Heineken, the world’s second-biggest brewer, reported booming half-year results on Monday.
What does this mean?
The world’s boozehounds are doing what they do best when confronted with a cost-of-living crisis: flocking to bars across Europe and America to pretend it’s not happening. Heineken has sold more beers in the last six months than during the same time in the pre-pandemic glory days of 2019, with premium beers like Heineken Silver accounting for nearly half of the company’s organic growth (tweet this). This, even though a night out is costing drinkers more than just a bad hangover: the average price of a pint of Heineken is now 9% higher than it was this time last year. Put it all together, then, and Heineken’s revenue and profit came in ahead of analysts’ expectations.
Why should I care?
The bigger picture: Heineken walks a tightrope.

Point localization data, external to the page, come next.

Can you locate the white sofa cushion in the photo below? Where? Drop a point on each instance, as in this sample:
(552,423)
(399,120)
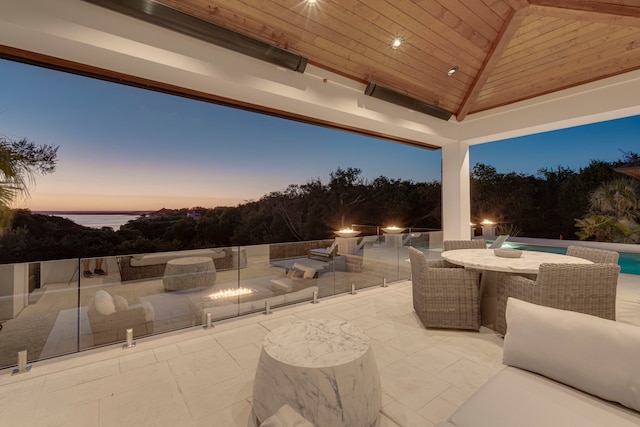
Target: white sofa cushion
(518,398)
(103,302)
(595,355)
(142,260)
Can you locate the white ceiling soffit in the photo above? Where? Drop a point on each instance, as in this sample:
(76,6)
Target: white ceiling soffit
(70,29)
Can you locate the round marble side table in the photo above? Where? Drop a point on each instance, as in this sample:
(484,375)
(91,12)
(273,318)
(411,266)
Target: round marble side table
(189,273)
(324,369)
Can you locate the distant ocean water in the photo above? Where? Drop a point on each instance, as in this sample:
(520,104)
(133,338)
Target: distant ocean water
(99,220)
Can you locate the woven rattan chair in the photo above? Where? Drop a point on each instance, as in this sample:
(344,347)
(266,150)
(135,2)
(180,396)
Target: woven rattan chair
(599,256)
(444,297)
(585,288)
(450,245)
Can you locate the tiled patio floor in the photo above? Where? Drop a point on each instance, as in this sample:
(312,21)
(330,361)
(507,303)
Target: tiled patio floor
(199,377)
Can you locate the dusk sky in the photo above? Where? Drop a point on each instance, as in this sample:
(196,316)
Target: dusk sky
(123,148)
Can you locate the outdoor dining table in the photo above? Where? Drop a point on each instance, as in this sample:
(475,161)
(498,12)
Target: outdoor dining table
(490,264)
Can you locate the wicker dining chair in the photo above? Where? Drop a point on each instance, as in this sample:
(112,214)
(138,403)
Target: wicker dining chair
(450,245)
(599,256)
(444,297)
(584,288)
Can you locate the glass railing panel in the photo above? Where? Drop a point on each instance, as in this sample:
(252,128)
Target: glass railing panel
(38,310)
(109,305)
(302,269)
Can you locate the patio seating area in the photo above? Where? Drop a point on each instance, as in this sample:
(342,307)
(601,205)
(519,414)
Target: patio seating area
(199,376)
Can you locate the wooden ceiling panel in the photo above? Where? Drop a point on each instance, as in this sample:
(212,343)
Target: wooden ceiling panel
(561,62)
(506,50)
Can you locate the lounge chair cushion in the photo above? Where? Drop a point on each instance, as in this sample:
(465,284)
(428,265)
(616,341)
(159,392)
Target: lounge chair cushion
(308,272)
(120,303)
(141,260)
(592,354)
(103,303)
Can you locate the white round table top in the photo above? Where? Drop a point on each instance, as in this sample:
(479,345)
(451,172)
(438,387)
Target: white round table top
(190,260)
(316,343)
(528,263)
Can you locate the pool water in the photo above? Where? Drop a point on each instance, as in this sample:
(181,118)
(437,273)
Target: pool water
(629,263)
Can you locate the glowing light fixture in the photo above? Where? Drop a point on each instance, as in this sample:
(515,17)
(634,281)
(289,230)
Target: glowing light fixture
(231,292)
(392,230)
(347,232)
(397,42)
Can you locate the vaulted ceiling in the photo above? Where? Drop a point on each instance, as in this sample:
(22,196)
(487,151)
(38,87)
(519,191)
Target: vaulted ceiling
(504,50)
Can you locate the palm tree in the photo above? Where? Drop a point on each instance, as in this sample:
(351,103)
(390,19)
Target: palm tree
(619,198)
(614,210)
(19,161)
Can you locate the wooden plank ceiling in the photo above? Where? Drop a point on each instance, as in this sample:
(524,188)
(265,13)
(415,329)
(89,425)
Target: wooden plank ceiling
(505,50)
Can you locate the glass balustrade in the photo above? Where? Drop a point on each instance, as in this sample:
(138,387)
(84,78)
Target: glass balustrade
(52,308)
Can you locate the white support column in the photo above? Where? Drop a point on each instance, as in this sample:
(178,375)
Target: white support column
(456,192)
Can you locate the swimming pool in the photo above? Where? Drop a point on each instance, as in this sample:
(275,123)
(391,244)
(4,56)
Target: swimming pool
(629,263)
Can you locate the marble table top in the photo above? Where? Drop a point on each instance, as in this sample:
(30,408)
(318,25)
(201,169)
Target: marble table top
(316,343)
(528,263)
(190,260)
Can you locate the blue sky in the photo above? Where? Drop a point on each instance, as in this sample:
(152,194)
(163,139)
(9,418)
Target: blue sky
(123,148)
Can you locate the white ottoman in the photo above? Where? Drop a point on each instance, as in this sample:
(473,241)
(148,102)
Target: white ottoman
(323,369)
(189,273)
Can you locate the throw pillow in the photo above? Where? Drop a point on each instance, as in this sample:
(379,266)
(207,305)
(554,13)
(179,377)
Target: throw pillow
(120,303)
(149,313)
(104,303)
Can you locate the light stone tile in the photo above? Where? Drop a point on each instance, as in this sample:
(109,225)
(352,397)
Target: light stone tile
(270,323)
(167,352)
(246,356)
(481,350)
(237,415)
(385,354)
(411,342)
(157,403)
(466,374)
(192,363)
(366,322)
(431,359)
(242,336)
(438,410)
(18,401)
(386,399)
(324,312)
(414,388)
(403,416)
(203,368)
(99,388)
(136,360)
(383,421)
(208,399)
(85,415)
(456,395)
(193,345)
(386,331)
(80,375)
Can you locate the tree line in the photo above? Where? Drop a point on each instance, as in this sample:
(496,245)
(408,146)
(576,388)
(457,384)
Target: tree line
(548,204)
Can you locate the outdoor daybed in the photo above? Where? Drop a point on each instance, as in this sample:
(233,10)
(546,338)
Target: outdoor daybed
(563,369)
(147,266)
(111,315)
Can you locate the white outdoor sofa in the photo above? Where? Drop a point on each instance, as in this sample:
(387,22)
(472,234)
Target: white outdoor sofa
(563,369)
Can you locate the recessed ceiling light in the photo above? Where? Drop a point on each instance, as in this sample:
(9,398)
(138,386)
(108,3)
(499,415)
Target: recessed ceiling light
(397,42)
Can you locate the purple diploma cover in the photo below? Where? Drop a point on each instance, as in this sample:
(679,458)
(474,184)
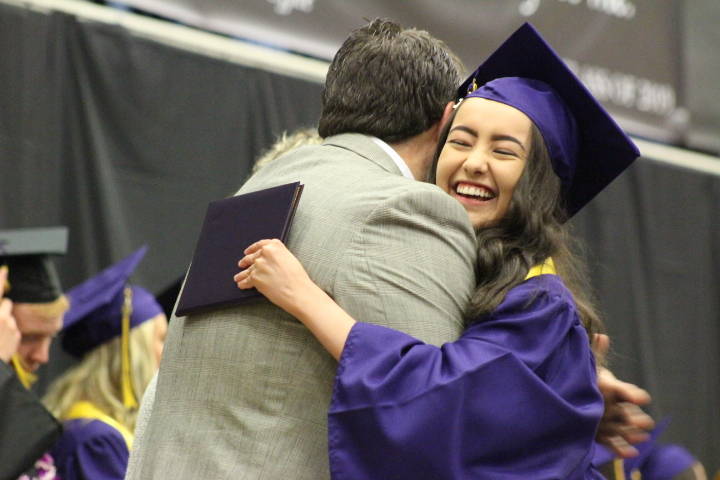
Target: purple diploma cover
(230,226)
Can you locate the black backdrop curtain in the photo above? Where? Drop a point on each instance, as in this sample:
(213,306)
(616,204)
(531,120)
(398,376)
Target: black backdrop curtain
(126,140)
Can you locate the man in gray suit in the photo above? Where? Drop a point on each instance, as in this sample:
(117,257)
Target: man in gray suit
(243,392)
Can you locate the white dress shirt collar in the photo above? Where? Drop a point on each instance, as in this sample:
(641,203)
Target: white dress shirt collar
(402,166)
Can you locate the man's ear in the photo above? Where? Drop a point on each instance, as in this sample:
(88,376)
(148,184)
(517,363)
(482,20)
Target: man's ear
(440,124)
(446,114)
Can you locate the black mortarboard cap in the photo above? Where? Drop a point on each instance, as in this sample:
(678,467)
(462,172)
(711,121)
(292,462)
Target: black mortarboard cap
(32,276)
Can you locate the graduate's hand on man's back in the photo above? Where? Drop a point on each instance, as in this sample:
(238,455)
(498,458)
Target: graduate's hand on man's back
(623,423)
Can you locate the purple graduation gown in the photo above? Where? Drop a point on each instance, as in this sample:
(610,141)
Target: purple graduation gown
(90,450)
(514,398)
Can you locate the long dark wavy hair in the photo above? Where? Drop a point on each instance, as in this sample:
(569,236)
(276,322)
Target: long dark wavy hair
(533,229)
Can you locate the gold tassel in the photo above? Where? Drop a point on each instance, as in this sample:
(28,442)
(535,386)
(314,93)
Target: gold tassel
(26,378)
(619,469)
(127,391)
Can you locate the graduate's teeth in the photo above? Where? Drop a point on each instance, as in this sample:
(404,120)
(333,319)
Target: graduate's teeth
(473,191)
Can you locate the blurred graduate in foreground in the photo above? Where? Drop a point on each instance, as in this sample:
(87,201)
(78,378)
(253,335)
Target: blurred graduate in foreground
(117,330)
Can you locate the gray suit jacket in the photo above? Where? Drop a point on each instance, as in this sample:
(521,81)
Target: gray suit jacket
(242,392)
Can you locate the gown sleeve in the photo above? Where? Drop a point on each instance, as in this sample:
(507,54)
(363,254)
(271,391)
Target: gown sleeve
(514,398)
(91,450)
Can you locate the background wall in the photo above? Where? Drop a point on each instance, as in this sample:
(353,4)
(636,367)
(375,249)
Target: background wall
(126,139)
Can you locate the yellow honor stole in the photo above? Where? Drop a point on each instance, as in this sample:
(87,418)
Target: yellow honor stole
(89,411)
(26,378)
(547,267)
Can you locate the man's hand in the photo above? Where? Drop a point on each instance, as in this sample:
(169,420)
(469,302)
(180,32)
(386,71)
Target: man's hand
(623,423)
(9,333)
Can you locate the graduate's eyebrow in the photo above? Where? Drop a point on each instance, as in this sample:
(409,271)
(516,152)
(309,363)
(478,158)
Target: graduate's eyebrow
(495,138)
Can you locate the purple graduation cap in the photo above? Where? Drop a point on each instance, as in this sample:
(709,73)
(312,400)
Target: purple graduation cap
(96,307)
(587,148)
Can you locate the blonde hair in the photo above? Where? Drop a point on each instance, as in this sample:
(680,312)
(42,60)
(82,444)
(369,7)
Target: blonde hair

Heineken admitted it would be hiking prices again in the near future, which it recognizes is a ballsy move: just because it hasn’t put drinkers off yet doesn’t mean it won’t. It also said it might be forced to scale back production going forward, with European gas prices now 10 times higher than the last decade’s average. Those two factors might be why Heineken gave a cautious outlook, and cut its operating profit target for 2023 too.
Zooming out: Pass Germany the liquor.
Heineken is right to be wary about demand going forward: data out on Monday showed that retail sales in Germany – Europe’s biggest beer market – fell by 8.8% in June from the same time last year. That’s the biggest annual drop since records began in 1994. Consider too that consumer confidence is at its lowest since the start of the pandemic and that the German economy didn’t grow at all last quarter, and it’s no surprise that economists think the country is bound to slip into a recession.